Files
gh-k-dense-ai-claude-scient…/skills/aeon/references/anomaly_detection.md
2025-11-30 08:30:10 +08:00

155 lines
4.8 KiB
Markdown

# Anomaly Detection
Aeon provides anomaly detection methods for identifying unusual patterns in time series at both series and collection levels.

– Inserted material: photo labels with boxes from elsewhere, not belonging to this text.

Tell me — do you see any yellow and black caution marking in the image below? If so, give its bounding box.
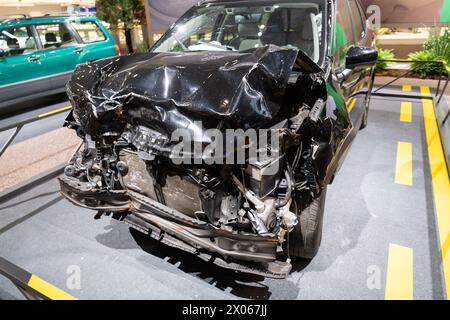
[384,243,414,300]
[0,257,77,300]
[402,84,412,92]
[420,87,450,299]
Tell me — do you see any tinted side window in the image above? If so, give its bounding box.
[332,0,355,68]
[36,23,76,48]
[0,27,37,56]
[71,21,106,43]
[349,0,365,40]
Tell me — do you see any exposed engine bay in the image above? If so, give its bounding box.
[60,46,350,277]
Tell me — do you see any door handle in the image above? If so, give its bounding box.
[27,56,41,62]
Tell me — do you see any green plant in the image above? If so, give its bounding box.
[95,0,145,53]
[409,51,443,78]
[423,29,450,63]
[375,48,395,72]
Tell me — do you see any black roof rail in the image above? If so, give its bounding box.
[0,13,31,22]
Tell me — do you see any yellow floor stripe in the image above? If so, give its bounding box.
[28,274,77,300]
[384,243,414,300]
[400,102,412,122]
[395,141,413,186]
[348,98,358,112]
[421,87,450,299]
[38,106,72,118]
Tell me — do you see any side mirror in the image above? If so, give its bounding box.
[0,49,8,58]
[345,47,378,69]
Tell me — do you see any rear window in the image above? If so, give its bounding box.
[349,0,365,39]
[71,21,106,43]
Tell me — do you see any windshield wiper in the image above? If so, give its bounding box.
[172,34,188,51]
[197,40,236,51]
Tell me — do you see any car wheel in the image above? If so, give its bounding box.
[289,187,327,259]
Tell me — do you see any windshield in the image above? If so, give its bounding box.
[152,0,325,63]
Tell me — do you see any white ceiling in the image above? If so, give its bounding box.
[0,0,95,7]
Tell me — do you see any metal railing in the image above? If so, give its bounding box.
[372,59,450,171]
[373,59,450,119]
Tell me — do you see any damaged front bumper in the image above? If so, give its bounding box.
[58,177,291,278]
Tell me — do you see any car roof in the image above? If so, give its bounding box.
[0,14,98,28]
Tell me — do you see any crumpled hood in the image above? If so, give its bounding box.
[67,46,316,134]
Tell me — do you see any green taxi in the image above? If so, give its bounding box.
[0,15,120,115]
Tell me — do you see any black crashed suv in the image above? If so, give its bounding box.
[60,0,377,277]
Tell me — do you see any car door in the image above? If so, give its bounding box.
[70,19,118,62]
[0,26,50,106]
[36,22,83,89]
[348,0,371,124]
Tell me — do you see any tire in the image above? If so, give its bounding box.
[289,187,327,259]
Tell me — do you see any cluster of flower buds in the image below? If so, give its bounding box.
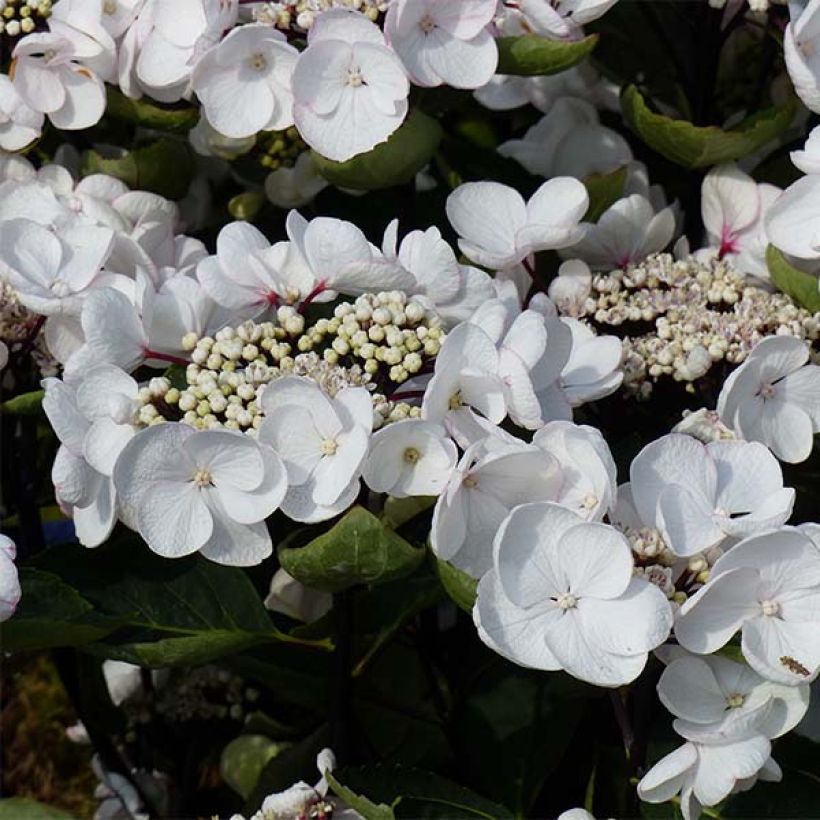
[564,254,820,398]
[256,127,307,171]
[137,293,444,433]
[0,0,51,37]
[0,282,59,376]
[298,291,445,386]
[253,0,389,31]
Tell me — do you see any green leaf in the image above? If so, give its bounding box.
[245,724,330,817]
[219,735,289,800]
[34,536,326,666]
[0,390,45,416]
[381,495,436,530]
[325,772,395,820]
[584,166,628,222]
[433,556,478,613]
[82,138,194,199]
[0,797,73,820]
[495,34,598,77]
[329,764,513,820]
[766,245,820,313]
[621,85,796,168]
[313,110,443,191]
[452,663,588,817]
[105,85,199,134]
[279,507,424,592]
[0,567,121,652]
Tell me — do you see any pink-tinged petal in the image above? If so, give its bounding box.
[658,656,726,723]
[292,40,353,115]
[576,576,672,655]
[182,430,265,492]
[638,743,698,803]
[657,484,725,557]
[556,522,643,600]
[712,528,820,596]
[675,567,760,654]
[741,615,820,686]
[74,476,117,547]
[48,66,105,131]
[473,570,561,671]
[694,735,771,806]
[137,481,213,558]
[447,182,527,269]
[701,162,760,247]
[493,503,580,608]
[630,433,717,524]
[737,396,814,464]
[546,609,648,688]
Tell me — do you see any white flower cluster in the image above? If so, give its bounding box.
[550,254,820,398]
[0,0,614,160]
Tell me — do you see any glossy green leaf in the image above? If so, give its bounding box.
[621,85,796,168]
[279,507,424,592]
[82,138,193,199]
[219,735,288,800]
[105,85,199,134]
[0,567,121,652]
[39,536,326,666]
[0,390,45,416]
[496,34,598,77]
[584,166,629,222]
[766,245,820,313]
[325,772,396,820]
[313,110,442,191]
[433,557,478,613]
[326,766,513,820]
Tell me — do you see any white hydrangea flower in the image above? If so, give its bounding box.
[0,74,45,151]
[622,433,795,556]
[532,421,617,521]
[764,171,820,261]
[675,528,820,686]
[0,533,22,621]
[717,336,820,464]
[638,734,782,820]
[430,440,563,578]
[12,32,105,130]
[293,8,410,162]
[658,647,809,743]
[473,503,672,687]
[0,219,114,316]
[385,0,498,89]
[421,322,507,432]
[114,422,287,566]
[259,376,373,523]
[447,177,589,270]
[43,378,117,547]
[498,97,633,179]
[191,23,299,139]
[363,419,458,498]
[701,162,781,281]
[382,219,495,327]
[562,194,675,272]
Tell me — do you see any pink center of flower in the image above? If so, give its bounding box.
[760,598,780,618]
[718,225,738,259]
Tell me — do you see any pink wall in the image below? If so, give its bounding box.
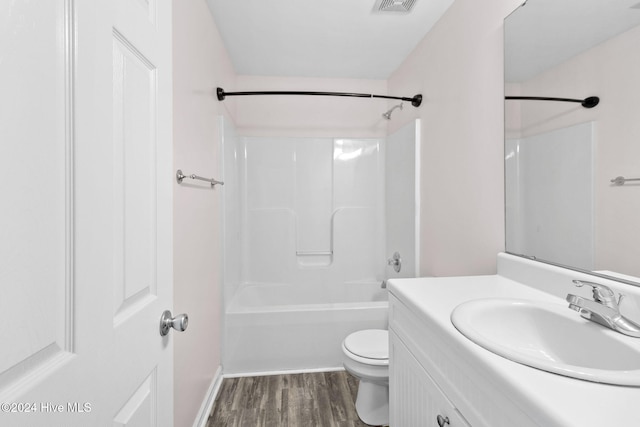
[234,76,388,138]
[173,0,235,426]
[389,0,522,276]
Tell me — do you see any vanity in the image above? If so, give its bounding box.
[388,254,640,427]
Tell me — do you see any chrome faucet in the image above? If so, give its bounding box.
[567,280,640,338]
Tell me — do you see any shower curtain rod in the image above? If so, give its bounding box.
[504,96,600,108]
[216,87,422,107]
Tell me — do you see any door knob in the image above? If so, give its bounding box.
[436,415,449,427]
[160,310,189,336]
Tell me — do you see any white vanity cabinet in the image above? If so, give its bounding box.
[389,293,543,427]
[389,297,470,427]
[387,254,640,427]
[389,330,470,427]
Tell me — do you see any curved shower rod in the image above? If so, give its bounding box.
[504,96,600,108]
[216,87,422,107]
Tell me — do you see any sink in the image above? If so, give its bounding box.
[451,298,640,386]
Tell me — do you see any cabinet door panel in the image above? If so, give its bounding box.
[389,331,470,427]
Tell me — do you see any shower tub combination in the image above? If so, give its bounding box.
[222,117,416,375]
[223,283,388,374]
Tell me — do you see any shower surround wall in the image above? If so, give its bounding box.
[223,125,387,374]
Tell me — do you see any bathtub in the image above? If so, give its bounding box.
[223,282,388,375]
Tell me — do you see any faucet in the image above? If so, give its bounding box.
[567,280,640,338]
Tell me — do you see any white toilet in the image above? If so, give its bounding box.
[342,329,389,426]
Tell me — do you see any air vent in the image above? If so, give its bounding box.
[373,0,416,13]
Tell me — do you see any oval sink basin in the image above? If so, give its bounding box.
[451,298,640,386]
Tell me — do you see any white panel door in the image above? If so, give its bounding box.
[0,0,173,426]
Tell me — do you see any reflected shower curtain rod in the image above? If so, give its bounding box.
[504,96,600,108]
[216,87,422,107]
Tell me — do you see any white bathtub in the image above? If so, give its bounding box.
[223,282,388,374]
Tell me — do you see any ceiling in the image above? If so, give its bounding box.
[504,0,640,82]
[207,0,454,79]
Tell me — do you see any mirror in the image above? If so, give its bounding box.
[504,0,640,286]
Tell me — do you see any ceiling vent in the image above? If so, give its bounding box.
[373,0,416,13]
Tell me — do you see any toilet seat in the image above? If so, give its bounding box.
[342,329,389,365]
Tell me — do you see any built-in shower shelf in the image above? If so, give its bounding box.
[296,251,333,267]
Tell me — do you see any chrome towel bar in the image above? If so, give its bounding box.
[611,176,640,185]
[176,169,224,187]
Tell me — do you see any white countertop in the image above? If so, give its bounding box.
[388,262,640,427]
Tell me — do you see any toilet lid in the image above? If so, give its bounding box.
[344,329,389,359]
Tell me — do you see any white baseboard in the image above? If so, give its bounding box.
[193,366,222,427]
[224,366,344,378]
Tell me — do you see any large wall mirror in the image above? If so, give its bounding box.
[505,0,640,286]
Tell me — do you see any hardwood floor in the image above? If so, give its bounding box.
[207,371,376,427]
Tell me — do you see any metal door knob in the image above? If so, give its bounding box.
[436,415,449,427]
[160,310,189,336]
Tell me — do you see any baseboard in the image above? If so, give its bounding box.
[193,366,222,427]
[224,366,344,378]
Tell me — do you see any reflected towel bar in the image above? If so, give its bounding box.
[176,169,224,187]
[611,176,640,185]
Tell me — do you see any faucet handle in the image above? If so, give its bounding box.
[573,280,619,307]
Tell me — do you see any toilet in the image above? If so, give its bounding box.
[342,329,389,426]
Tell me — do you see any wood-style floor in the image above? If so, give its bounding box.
[207,371,367,427]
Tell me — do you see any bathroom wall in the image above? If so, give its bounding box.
[171,0,235,426]
[507,27,640,277]
[385,121,420,279]
[388,0,522,276]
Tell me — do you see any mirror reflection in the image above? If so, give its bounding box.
[505,0,640,285]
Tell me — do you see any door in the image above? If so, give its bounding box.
[0,0,173,426]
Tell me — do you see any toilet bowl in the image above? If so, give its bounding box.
[342,329,389,426]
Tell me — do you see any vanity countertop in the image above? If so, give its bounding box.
[389,266,640,427]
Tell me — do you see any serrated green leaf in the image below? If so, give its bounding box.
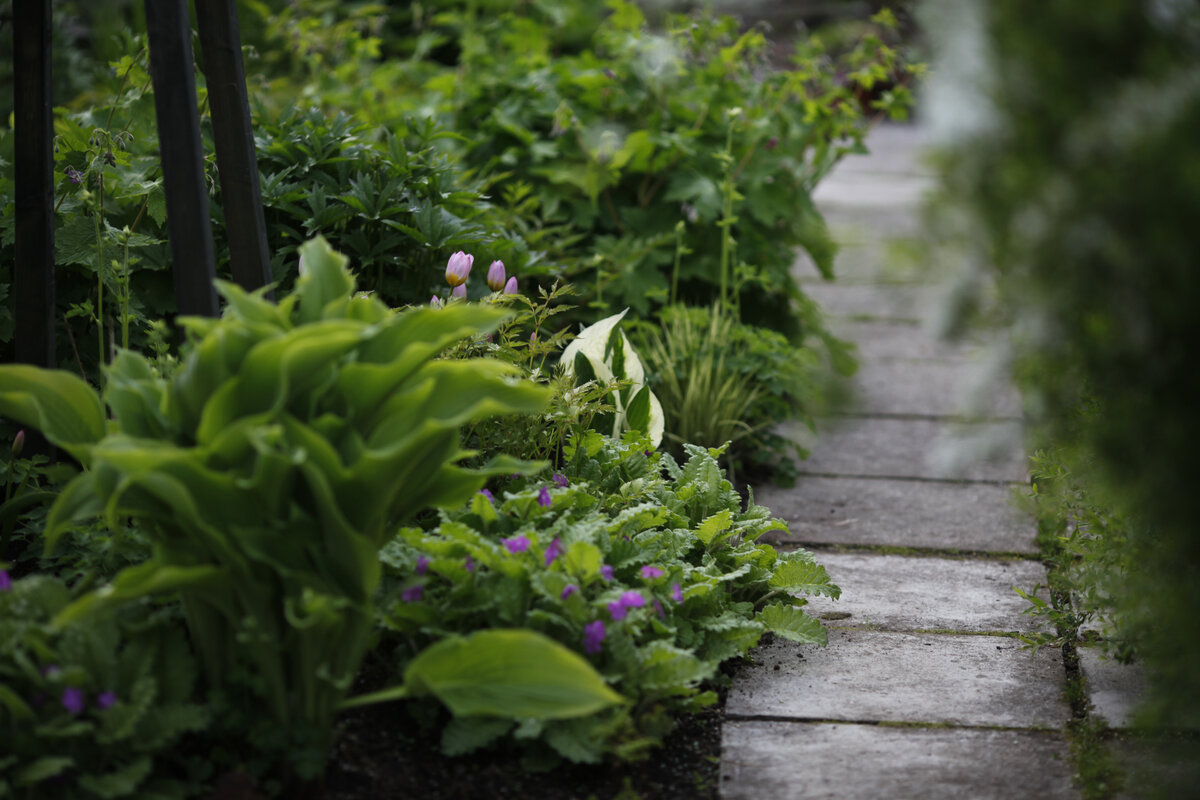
[755,603,828,645]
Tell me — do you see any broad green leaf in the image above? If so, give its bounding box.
[755,604,828,645]
[768,560,841,600]
[0,363,106,465]
[13,756,74,786]
[53,561,226,627]
[696,509,733,547]
[404,630,625,720]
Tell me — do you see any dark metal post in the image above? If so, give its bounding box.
[12,0,55,367]
[145,0,217,317]
[196,0,271,291]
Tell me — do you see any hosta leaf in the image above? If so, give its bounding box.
[769,561,841,600]
[404,630,624,720]
[755,604,828,644]
[442,717,514,756]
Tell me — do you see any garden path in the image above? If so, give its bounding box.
[720,126,1078,800]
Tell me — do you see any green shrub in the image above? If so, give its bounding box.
[0,240,545,777]
[931,0,1200,777]
[0,573,210,800]
[379,432,839,763]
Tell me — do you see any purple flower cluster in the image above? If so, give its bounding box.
[608,591,646,620]
[583,620,606,655]
[546,536,563,566]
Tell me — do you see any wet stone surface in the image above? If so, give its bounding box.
[781,417,1028,482]
[805,551,1049,632]
[725,630,1070,728]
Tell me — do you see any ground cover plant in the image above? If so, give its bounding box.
[0,2,883,796]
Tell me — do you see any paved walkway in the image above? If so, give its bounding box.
[721,127,1078,800]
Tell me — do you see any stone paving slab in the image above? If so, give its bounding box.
[812,172,936,210]
[845,359,1021,419]
[803,281,942,320]
[780,417,1028,482]
[1079,648,1146,728]
[721,722,1078,800]
[755,475,1038,553]
[806,552,1050,632]
[828,319,989,363]
[725,630,1070,728]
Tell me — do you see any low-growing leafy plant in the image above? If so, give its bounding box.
[379,432,840,763]
[0,572,210,800]
[0,240,546,778]
[632,305,852,485]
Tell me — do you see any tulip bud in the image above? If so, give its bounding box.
[446,251,475,288]
[487,261,504,291]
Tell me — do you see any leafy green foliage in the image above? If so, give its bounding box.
[0,576,210,799]
[379,432,839,762]
[0,240,545,776]
[942,1,1200,796]
[632,306,847,483]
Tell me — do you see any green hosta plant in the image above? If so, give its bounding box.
[379,432,840,763]
[0,239,547,777]
[562,308,664,447]
[0,573,210,800]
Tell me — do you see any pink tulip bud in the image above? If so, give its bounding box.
[487,260,504,291]
[446,251,475,288]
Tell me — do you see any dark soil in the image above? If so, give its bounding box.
[324,692,724,800]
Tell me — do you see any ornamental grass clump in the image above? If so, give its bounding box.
[0,239,548,778]
[379,431,840,765]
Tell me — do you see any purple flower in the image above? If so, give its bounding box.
[446,251,475,288]
[546,536,563,566]
[500,534,529,553]
[583,620,605,655]
[608,591,646,620]
[62,686,85,716]
[487,260,504,291]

## Collection Anomaly Detectors
Detect anomalous time series within a collection:
- `ClassificationAdapter` - Adapts classifiers for anomaly detection
- Train on normal data, flag outliers during prediction
- **Use when**: Have labeled normal data, want classification-based approach
- `OutlierDetectionAdapter` - Wraps sklearn outlier detectors
- Works with IsolationForest, LOF, OneClassSVM
- **Use when**: Want to use sklearn anomaly detectors on collections
## Series Anomaly Detectors
Detect anomalous points or subsequences within a single time series.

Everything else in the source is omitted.